The Alpha AMS, manufactured by Retina Implant AG, Reutlingen, Germany and has been designed to replace the non-functioning and absent photoreceptor cells in the eye lost to the RP deterioration.  The surgically implanted Alpha AMS chip stimulates the remaining components of the visual system to restore limited functional vision in blind RP patients. The eye's own natural focusing system (without the need of a camera) focuses light on a chip made of 1600 photo diodes. The retinal implant Alpha AMS is an investigational device in the US and has CE Mark approval in Europe since 2016.
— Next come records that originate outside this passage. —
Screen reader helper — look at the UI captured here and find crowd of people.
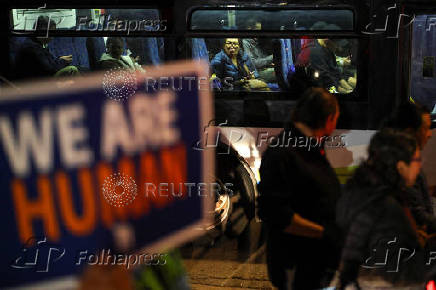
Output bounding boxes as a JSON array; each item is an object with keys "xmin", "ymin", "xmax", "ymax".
[
  {"xmin": 259, "ymin": 87, "xmax": 436, "ymax": 289},
  {"xmin": 15, "ymin": 16, "xmax": 144, "ymax": 79}
]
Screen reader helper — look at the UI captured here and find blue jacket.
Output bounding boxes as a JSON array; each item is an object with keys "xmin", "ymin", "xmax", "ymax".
[{"xmin": 210, "ymin": 50, "xmax": 259, "ymax": 81}]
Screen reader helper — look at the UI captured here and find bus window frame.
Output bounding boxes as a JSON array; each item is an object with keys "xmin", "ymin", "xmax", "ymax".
[{"xmin": 186, "ymin": 4, "xmax": 358, "ymax": 35}]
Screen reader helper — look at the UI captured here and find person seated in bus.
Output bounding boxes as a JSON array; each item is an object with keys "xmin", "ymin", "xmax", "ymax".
[
  {"xmin": 336, "ymin": 129, "xmax": 434, "ymax": 289},
  {"xmin": 242, "ymin": 18, "xmax": 277, "ymax": 83},
  {"xmin": 210, "ymin": 38, "xmax": 268, "ymax": 90},
  {"xmin": 99, "ymin": 37, "xmax": 144, "ymax": 72},
  {"xmin": 15, "ymin": 16, "xmax": 79, "ymax": 79},
  {"xmin": 296, "ymin": 24, "xmax": 355, "ymax": 93}
]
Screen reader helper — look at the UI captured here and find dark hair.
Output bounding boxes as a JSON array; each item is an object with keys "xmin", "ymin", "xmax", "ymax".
[
  {"xmin": 350, "ymin": 128, "xmax": 417, "ymax": 188},
  {"xmin": 382, "ymin": 102, "xmax": 430, "ymax": 133},
  {"xmin": 106, "ymin": 37, "xmax": 124, "ymax": 47},
  {"xmin": 245, "ymin": 17, "xmax": 262, "ymax": 29},
  {"xmin": 291, "ymin": 88, "xmax": 338, "ymax": 129},
  {"xmin": 34, "ymin": 15, "xmax": 56, "ymax": 31}
]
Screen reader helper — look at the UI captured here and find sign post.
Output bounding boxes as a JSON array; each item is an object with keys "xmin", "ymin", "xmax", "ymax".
[{"xmin": 0, "ymin": 62, "xmax": 215, "ymax": 288}]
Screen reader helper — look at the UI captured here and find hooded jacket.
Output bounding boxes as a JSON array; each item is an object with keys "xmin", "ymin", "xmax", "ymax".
[
  {"xmin": 258, "ymin": 126, "xmax": 342, "ymax": 285},
  {"xmin": 99, "ymin": 53, "xmax": 144, "ymax": 71},
  {"xmin": 336, "ymin": 165, "xmax": 425, "ymax": 286}
]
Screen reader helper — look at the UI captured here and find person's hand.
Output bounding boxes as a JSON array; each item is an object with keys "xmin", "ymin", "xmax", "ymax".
[
  {"xmin": 347, "ymin": 77, "xmax": 357, "ymax": 89},
  {"xmin": 59, "ymin": 54, "xmax": 73, "ymax": 63},
  {"xmin": 338, "ymin": 86, "xmax": 353, "ymax": 94},
  {"xmin": 247, "ymin": 79, "xmax": 268, "ymax": 89},
  {"xmin": 209, "ymin": 74, "xmax": 217, "ymax": 81}
]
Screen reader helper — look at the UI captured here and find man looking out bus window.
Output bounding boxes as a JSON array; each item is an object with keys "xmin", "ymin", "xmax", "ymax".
[
  {"xmin": 296, "ymin": 24, "xmax": 356, "ymax": 93},
  {"xmin": 259, "ymin": 88, "xmax": 342, "ymax": 289},
  {"xmin": 15, "ymin": 16, "xmax": 79, "ymax": 78}
]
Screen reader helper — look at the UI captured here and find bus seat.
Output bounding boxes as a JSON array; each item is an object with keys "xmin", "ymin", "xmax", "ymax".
[
  {"xmin": 126, "ymin": 37, "xmax": 161, "ymax": 65},
  {"xmin": 48, "ymin": 37, "xmax": 89, "ymax": 69},
  {"xmin": 86, "ymin": 37, "xmax": 106, "ymax": 70},
  {"xmin": 192, "ymin": 38, "xmax": 223, "ymax": 89},
  {"xmin": 192, "ymin": 38, "xmax": 209, "ymax": 62},
  {"xmin": 72, "ymin": 37, "xmax": 90, "ymax": 69},
  {"xmin": 277, "ymin": 39, "xmax": 295, "ymax": 87}
]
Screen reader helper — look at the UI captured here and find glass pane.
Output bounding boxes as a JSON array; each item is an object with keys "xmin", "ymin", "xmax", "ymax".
[
  {"xmin": 9, "ymin": 37, "xmax": 165, "ymax": 79},
  {"xmin": 191, "ymin": 9, "xmax": 354, "ymax": 31},
  {"xmin": 410, "ymin": 15, "xmax": 436, "ymax": 114},
  {"xmin": 192, "ymin": 38, "xmax": 358, "ymax": 94},
  {"xmin": 11, "ymin": 9, "xmax": 166, "ymax": 35}
]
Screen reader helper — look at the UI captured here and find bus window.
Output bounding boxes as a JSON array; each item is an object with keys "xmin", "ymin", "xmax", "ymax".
[
  {"xmin": 189, "ymin": 9, "xmax": 358, "ymax": 94},
  {"xmin": 190, "ymin": 7, "xmax": 354, "ymax": 31},
  {"xmin": 410, "ymin": 15, "xmax": 436, "ymax": 114},
  {"xmin": 9, "ymin": 9, "xmax": 165, "ymax": 80},
  {"xmin": 192, "ymin": 38, "xmax": 357, "ymax": 94}
]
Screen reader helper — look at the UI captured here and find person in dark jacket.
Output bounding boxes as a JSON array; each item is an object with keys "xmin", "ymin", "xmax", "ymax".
[
  {"xmin": 296, "ymin": 23, "xmax": 356, "ymax": 93},
  {"xmin": 383, "ymin": 102, "xmax": 436, "ymax": 233},
  {"xmin": 210, "ymin": 38, "xmax": 267, "ymax": 90},
  {"xmin": 15, "ymin": 16, "xmax": 79, "ymax": 79},
  {"xmin": 259, "ymin": 88, "xmax": 341, "ymax": 289},
  {"xmin": 337, "ymin": 129, "xmax": 426, "ymax": 289}
]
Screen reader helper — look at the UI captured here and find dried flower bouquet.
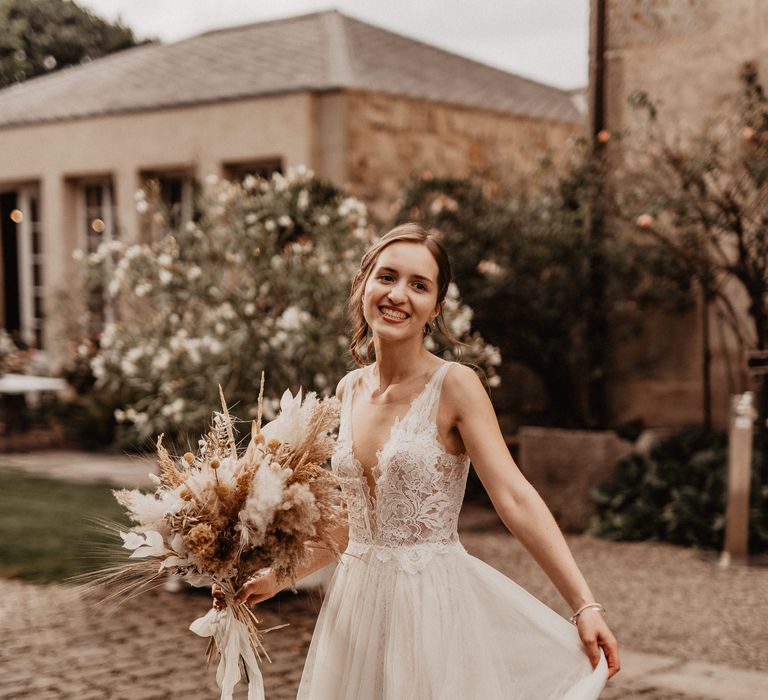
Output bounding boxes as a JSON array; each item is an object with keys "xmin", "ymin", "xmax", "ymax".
[{"xmin": 93, "ymin": 377, "xmax": 344, "ymax": 700}]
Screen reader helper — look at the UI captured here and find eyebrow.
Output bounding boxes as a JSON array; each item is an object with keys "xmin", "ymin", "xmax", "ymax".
[{"xmin": 377, "ymin": 265, "xmax": 434, "ymax": 284}]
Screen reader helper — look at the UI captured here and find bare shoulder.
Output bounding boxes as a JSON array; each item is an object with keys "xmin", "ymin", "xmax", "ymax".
[
  {"xmin": 442, "ymin": 362, "xmax": 488, "ymax": 415},
  {"xmin": 336, "ymin": 369, "xmax": 357, "ymax": 401}
]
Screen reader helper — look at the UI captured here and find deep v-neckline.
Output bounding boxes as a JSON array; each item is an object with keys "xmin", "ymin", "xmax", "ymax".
[{"xmin": 347, "ymin": 362, "xmax": 449, "ymax": 511}]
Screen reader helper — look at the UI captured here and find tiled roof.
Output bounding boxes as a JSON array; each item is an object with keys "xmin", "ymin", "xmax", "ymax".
[{"xmin": 0, "ymin": 10, "xmax": 583, "ymax": 127}]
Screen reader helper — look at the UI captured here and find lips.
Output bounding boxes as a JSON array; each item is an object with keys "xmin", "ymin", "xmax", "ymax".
[{"xmin": 379, "ymin": 306, "xmax": 409, "ymax": 323}]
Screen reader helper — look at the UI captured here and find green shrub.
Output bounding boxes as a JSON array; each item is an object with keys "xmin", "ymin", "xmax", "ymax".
[{"xmin": 590, "ymin": 428, "xmax": 768, "ymax": 552}]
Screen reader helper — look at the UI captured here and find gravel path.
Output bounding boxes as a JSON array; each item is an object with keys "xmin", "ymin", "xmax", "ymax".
[
  {"xmin": 461, "ymin": 513, "xmax": 768, "ymax": 671},
  {"xmin": 0, "ymin": 508, "xmax": 768, "ymax": 700}
]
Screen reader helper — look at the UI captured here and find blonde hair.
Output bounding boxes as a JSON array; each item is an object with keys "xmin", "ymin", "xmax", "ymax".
[{"xmin": 347, "ymin": 223, "xmax": 462, "ymax": 366}]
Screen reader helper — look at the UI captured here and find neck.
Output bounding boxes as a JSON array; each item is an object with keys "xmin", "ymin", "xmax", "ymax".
[{"xmin": 373, "ymin": 336, "xmax": 431, "ymax": 392}]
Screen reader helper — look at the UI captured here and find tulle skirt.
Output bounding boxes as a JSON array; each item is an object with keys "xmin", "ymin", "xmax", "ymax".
[{"xmin": 297, "ymin": 542, "xmax": 608, "ymax": 700}]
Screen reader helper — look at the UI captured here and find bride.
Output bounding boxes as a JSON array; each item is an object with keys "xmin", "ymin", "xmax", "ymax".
[{"xmin": 213, "ymin": 224, "xmax": 619, "ymax": 700}]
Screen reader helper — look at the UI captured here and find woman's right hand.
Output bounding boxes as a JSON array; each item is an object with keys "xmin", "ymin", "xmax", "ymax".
[{"xmin": 211, "ymin": 569, "xmax": 283, "ymax": 610}]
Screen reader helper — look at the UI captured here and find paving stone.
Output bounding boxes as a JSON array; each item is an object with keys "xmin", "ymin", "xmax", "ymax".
[{"xmin": 0, "ymin": 504, "xmax": 768, "ymax": 700}]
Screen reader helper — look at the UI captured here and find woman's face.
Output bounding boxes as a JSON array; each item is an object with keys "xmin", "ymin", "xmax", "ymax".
[{"xmin": 363, "ymin": 241, "xmax": 440, "ymax": 340}]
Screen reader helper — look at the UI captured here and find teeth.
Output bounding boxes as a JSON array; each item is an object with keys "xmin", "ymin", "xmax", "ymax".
[{"xmin": 381, "ymin": 309, "xmax": 408, "ymax": 321}]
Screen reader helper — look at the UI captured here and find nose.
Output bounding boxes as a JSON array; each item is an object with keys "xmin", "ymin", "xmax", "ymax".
[{"xmin": 387, "ymin": 284, "xmax": 405, "ymax": 304}]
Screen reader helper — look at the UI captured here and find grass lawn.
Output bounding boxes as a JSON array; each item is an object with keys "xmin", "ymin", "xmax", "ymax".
[{"xmin": 0, "ymin": 468, "xmax": 128, "ymax": 583}]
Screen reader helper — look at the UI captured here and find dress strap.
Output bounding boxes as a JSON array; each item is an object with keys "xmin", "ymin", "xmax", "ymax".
[
  {"xmin": 428, "ymin": 362, "xmax": 454, "ymax": 423},
  {"xmin": 339, "ymin": 367, "xmax": 362, "ymax": 442}
]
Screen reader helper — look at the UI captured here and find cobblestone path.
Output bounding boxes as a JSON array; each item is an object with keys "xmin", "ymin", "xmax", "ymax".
[{"xmin": 0, "ymin": 508, "xmax": 768, "ymax": 700}]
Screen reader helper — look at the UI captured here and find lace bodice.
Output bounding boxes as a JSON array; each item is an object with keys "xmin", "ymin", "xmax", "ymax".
[{"xmin": 331, "ymin": 362, "xmax": 469, "ymax": 572}]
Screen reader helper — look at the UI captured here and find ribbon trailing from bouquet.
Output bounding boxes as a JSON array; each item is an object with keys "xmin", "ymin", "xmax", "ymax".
[{"xmin": 189, "ymin": 606, "xmax": 265, "ymax": 700}]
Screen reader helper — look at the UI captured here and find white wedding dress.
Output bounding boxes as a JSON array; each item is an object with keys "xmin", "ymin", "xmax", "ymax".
[{"xmin": 297, "ymin": 362, "xmax": 607, "ymax": 700}]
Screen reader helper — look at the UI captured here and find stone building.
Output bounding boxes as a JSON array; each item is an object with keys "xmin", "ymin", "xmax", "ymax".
[
  {"xmin": 0, "ymin": 11, "xmax": 585, "ymax": 360},
  {"xmin": 588, "ymin": 0, "xmax": 768, "ymax": 428}
]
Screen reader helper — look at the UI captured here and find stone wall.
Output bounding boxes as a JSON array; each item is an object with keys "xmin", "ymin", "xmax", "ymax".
[
  {"xmin": 590, "ymin": 0, "xmax": 768, "ymax": 428},
  {"xmin": 593, "ymin": 0, "xmax": 768, "ymax": 131},
  {"xmin": 346, "ymin": 91, "xmax": 586, "ymax": 220}
]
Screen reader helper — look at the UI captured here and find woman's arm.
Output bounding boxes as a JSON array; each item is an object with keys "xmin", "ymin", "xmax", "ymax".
[{"xmin": 443, "ymin": 365, "xmax": 619, "ymax": 675}]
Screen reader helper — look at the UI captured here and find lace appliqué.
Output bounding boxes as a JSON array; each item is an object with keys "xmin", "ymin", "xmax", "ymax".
[{"xmin": 332, "ymin": 366, "xmax": 469, "ymax": 573}]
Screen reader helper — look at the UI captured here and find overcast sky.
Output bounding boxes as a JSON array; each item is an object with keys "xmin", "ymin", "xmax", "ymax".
[{"xmin": 76, "ymin": 0, "xmax": 589, "ymax": 88}]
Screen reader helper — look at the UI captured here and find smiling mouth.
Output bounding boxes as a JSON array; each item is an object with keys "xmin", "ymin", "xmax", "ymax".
[{"xmin": 379, "ymin": 306, "xmax": 408, "ymax": 321}]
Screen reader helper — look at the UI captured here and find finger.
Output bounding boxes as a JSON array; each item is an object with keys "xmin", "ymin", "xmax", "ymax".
[{"xmin": 602, "ymin": 639, "xmax": 621, "ymax": 678}]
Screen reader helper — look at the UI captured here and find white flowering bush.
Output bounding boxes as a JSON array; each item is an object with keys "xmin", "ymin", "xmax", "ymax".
[{"xmin": 73, "ymin": 168, "xmax": 500, "ymax": 439}]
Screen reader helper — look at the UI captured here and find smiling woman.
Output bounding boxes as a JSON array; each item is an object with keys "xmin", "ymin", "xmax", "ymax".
[
  {"xmin": 225, "ymin": 224, "xmax": 619, "ymax": 700},
  {"xmin": 348, "ymin": 223, "xmax": 461, "ymax": 364}
]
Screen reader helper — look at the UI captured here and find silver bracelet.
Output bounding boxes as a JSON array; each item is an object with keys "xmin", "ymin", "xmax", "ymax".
[{"xmin": 569, "ymin": 603, "xmax": 605, "ymax": 625}]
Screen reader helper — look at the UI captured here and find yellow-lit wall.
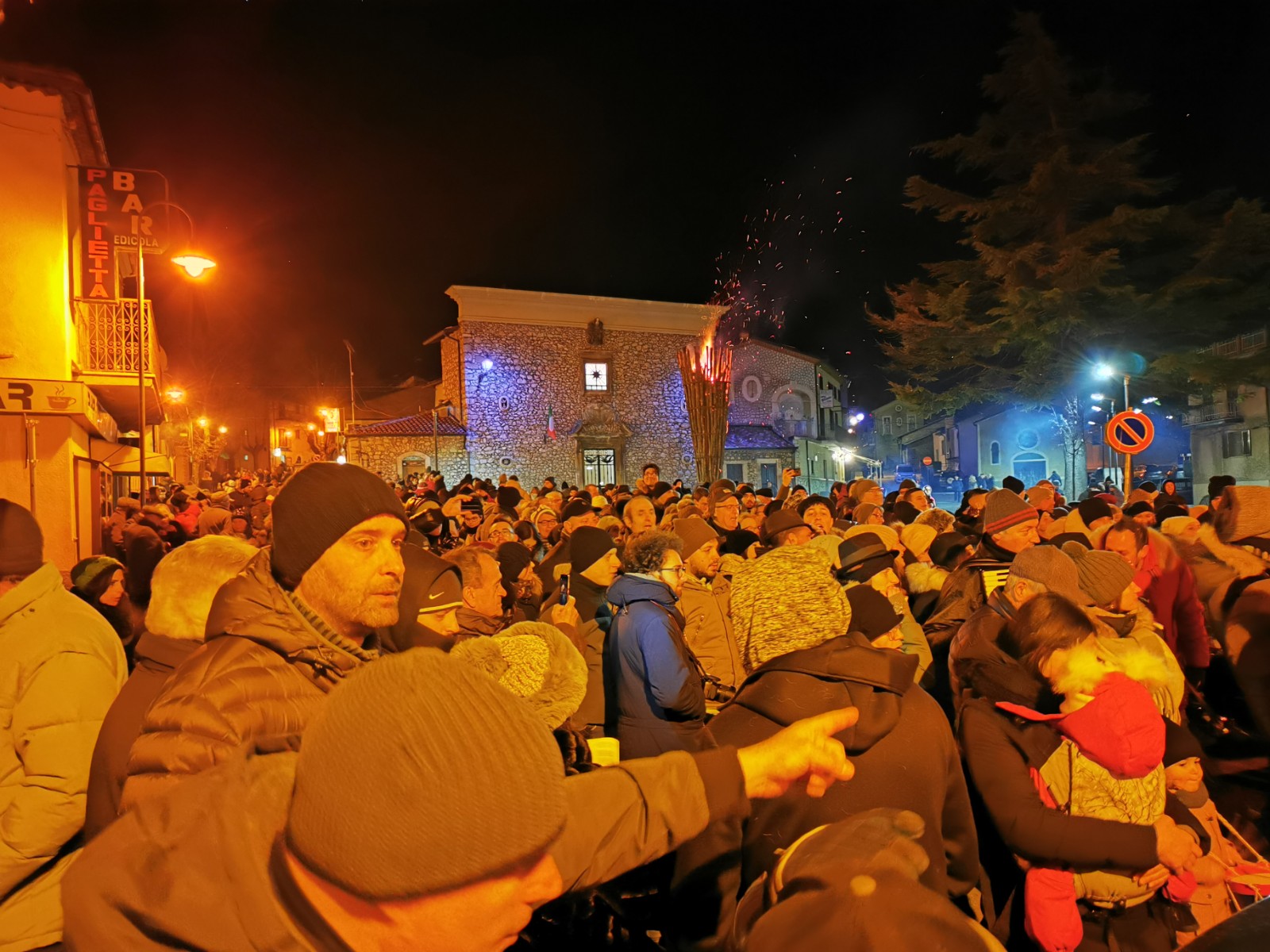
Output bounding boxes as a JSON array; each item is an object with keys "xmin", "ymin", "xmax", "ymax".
[
  {"xmin": 0, "ymin": 85, "xmax": 76, "ymax": 379},
  {"xmin": 0, "ymin": 84, "xmax": 105, "ymax": 573}
]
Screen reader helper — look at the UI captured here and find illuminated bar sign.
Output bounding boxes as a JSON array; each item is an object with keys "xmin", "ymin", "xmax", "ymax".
[
  {"xmin": 0, "ymin": 378, "xmax": 119, "ymax": 443},
  {"xmin": 76, "ymin": 165, "xmax": 167, "ymax": 301}
]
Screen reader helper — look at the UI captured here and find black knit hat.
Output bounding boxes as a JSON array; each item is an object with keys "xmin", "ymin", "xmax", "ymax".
[
  {"xmin": 1208, "ymin": 476, "xmax": 1234, "ymax": 500},
  {"xmin": 560, "ymin": 497, "xmax": 595, "ymax": 522},
  {"xmin": 569, "ymin": 525, "xmax": 618, "ymax": 575},
  {"xmin": 926, "ymin": 532, "xmax": 974, "ymax": 569},
  {"xmin": 847, "ymin": 585, "xmax": 903, "ymax": 641},
  {"xmin": 0, "ymin": 499, "xmax": 44, "ymax": 576},
  {"xmin": 1076, "ymin": 499, "xmax": 1113, "ymax": 525},
  {"xmin": 495, "ymin": 543, "xmax": 533, "ymax": 598},
  {"xmin": 271, "ymin": 463, "xmax": 410, "ymax": 589}
]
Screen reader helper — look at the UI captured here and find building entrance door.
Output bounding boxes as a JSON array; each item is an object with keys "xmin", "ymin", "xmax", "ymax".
[{"xmin": 582, "ymin": 448, "xmax": 618, "ymax": 486}]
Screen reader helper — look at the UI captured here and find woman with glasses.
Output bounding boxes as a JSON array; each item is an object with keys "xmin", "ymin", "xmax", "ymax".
[{"xmin": 605, "ymin": 529, "xmax": 713, "ymax": 760}]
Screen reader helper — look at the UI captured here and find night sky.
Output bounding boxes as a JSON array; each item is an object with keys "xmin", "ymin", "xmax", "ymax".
[{"xmin": 0, "ymin": 0, "xmax": 1270, "ymax": 413}]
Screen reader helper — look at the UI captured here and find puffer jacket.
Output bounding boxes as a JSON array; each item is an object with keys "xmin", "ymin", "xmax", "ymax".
[
  {"xmin": 0, "ymin": 562, "xmax": 129, "ymax": 952},
  {"xmin": 679, "ymin": 575, "xmax": 745, "ymax": 687},
  {"xmin": 121, "ymin": 550, "xmax": 379, "ymax": 811},
  {"xmin": 64, "ymin": 747, "xmax": 749, "ymax": 952},
  {"xmin": 605, "ymin": 574, "xmax": 711, "ymax": 760},
  {"xmin": 672, "ymin": 633, "xmax": 979, "ymax": 950}
]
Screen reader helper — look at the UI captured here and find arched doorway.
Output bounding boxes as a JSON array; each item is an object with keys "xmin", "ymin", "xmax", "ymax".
[{"xmin": 398, "ymin": 453, "xmax": 432, "ymax": 480}]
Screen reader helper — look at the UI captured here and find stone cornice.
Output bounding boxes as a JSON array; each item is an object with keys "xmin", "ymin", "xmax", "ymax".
[{"xmin": 446, "ymin": 284, "xmax": 728, "ymax": 336}]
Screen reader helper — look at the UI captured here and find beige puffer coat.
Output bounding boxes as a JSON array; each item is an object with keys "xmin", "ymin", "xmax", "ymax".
[
  {"xmin": 0, "ymin": 562, "xmax": 129, "ymax": 952},
  {"xmin": 121, "ymin": 550, "xmax": 379, "ymax": 812}
]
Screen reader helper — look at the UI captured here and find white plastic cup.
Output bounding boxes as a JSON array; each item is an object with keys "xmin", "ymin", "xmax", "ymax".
[{"xmin": 587, "ymin": 738, "xmax": 621, "ymax": 766}]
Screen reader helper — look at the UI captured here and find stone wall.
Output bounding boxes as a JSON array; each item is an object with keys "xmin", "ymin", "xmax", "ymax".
[
  {"xmin": 722, "ymin": 447, "xmax": 794, "ymax": 490},
  {"xmin": 729, "ymin": 340, "xmax": 818, "ymax": 436},
  {"xmin": 457, "ymin": 320, "xmax": 696, "ymax": 485},
  {"xmin": 353, "ymin": 436, "xmax": 470, "ymax": 486}
]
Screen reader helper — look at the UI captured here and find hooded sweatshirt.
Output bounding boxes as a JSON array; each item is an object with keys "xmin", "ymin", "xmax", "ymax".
[{"xmin": 672, "ymin": 633, "xmax": 979, "ymax": 948}]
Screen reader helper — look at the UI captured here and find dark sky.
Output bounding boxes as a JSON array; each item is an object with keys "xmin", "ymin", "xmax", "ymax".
[{"xmin": 0, "ymin": 0, "xmax": 1270, "ymax": 411}]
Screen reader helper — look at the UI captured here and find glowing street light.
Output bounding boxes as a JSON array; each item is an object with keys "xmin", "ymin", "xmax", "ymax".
[{"xmin": 171, "ymin": 251, "xmax": 216, "ymax": 278}]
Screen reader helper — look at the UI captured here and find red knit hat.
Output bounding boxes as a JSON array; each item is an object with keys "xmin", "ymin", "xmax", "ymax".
[{"xmin": 983, "ymin": 489, "xmax": 1040, "ymax": 536}]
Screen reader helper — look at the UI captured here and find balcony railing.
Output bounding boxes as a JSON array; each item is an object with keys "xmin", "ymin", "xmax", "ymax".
[
  {"xmin": 1183, "ymin": 400, "xmax": 1243, "ymax": 427},
  {"xmin": 75, "ymin": 298, "xmax": 159, "ymax": 374},
  {"xmin": 1200, "ymin": 328, "xmax": 1266, "ymax": 357}
]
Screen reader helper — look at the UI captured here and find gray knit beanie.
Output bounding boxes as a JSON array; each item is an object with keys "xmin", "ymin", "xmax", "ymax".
[
  {"xmin": 732, "ymin": 546, "xmax": 851, "ymax": 671},
  {"xmin": 1063, "ymin": 541, "xmax": 1133, "ymax": 605},
  {"xmin": 1002, "ymin": 543, "xmax": 1090, "ymax": 605},
  {"xmin": 286, "ymin": 647, "xmax": 565, "ymax": 901}
]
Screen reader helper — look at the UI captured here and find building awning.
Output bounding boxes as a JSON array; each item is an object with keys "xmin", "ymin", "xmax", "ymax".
[
  {"xmin": 89, "ymin": 440, "xmax": 171, "ymax": 476},
  {"xmin": 347, "ymin": 413, "xmax": 468, "ymax": 436}
]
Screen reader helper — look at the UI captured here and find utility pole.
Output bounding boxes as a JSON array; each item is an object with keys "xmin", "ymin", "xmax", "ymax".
[{"xmin": 344, "ymin": 340, "xmax": 357, "ymax": 463}]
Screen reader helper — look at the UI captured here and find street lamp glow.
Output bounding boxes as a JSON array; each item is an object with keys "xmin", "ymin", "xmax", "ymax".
[{"xmin": 171, "ymin": 251, "xmax": 216, "ymax": 278}]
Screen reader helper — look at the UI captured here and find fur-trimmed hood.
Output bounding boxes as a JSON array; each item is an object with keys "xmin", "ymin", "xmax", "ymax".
[
  {"xmin": 904, "ymin": 562, "xmax": 949, "ymax": 595},
  {"xmin": 449, "ymin": 622, "xmax": 587, "ymax": 730}
]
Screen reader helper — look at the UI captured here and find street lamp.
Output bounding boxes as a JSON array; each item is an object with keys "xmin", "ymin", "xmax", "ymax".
[
  {"xmin": 137, "ymin": 201, "xmax": 216, "ymax": 500},
  {"xmin": 1094, "ymin": 362, "xmax": 1133, "ymax": 487}
]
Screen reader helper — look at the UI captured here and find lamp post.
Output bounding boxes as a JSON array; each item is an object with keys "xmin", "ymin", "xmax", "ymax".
[{"xmin": 137, "ymin": 201, "xmax": 216, "ymax": 504}]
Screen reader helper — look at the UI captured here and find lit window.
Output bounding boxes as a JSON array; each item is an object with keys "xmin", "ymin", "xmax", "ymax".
[{"xmin": 583, "ymin": 360, "xmax": 608, "ymax": 390}]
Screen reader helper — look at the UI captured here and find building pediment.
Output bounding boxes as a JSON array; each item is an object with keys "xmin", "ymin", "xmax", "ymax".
[{"xmin": 569, "ymin": 404, "xmax": 633, "ymax": 440}]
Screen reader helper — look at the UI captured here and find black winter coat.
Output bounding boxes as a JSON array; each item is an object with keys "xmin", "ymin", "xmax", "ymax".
[{"xmin": 673, "ymin": 633, "xmax": 979, "ymax": 948}]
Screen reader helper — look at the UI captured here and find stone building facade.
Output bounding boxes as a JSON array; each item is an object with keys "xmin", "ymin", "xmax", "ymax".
[
  {"xmin": 348, "ymin": 413, "xmax": 468, "ymax": 486},
  {"xmin": 436, "ymin": 286, "xmax": 726, "ymax": 485},
  {"xmin": 724, "ymin": 335, "xmax": 855, "ymax": 493}
]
"This study represents the very earliest phase of clinically testing a potential new option for patients and families grappling with the devastating blindness caused by retinitis pigmentosa,"  noted Wills Eye Hospital ophthalmologist-in-chief, Julia Haller.

Retinitis pigmentosa is a degenerative eye disease which is the leading cause of inherited blindness in the developed world. There is no known cure for RP which affects an estimated 100,000 people in the USA and 1.5 million people worldwide. Approximately 1,500 individuals with RP each year progress to total blindness.  Wills Eye Hospital is the only site in North America conducting this investigational research study and will enroll up to eight patients for implantation. If this initial study demonstrates encouraging results, a larger pivotal study will be performed to gain FDA approval.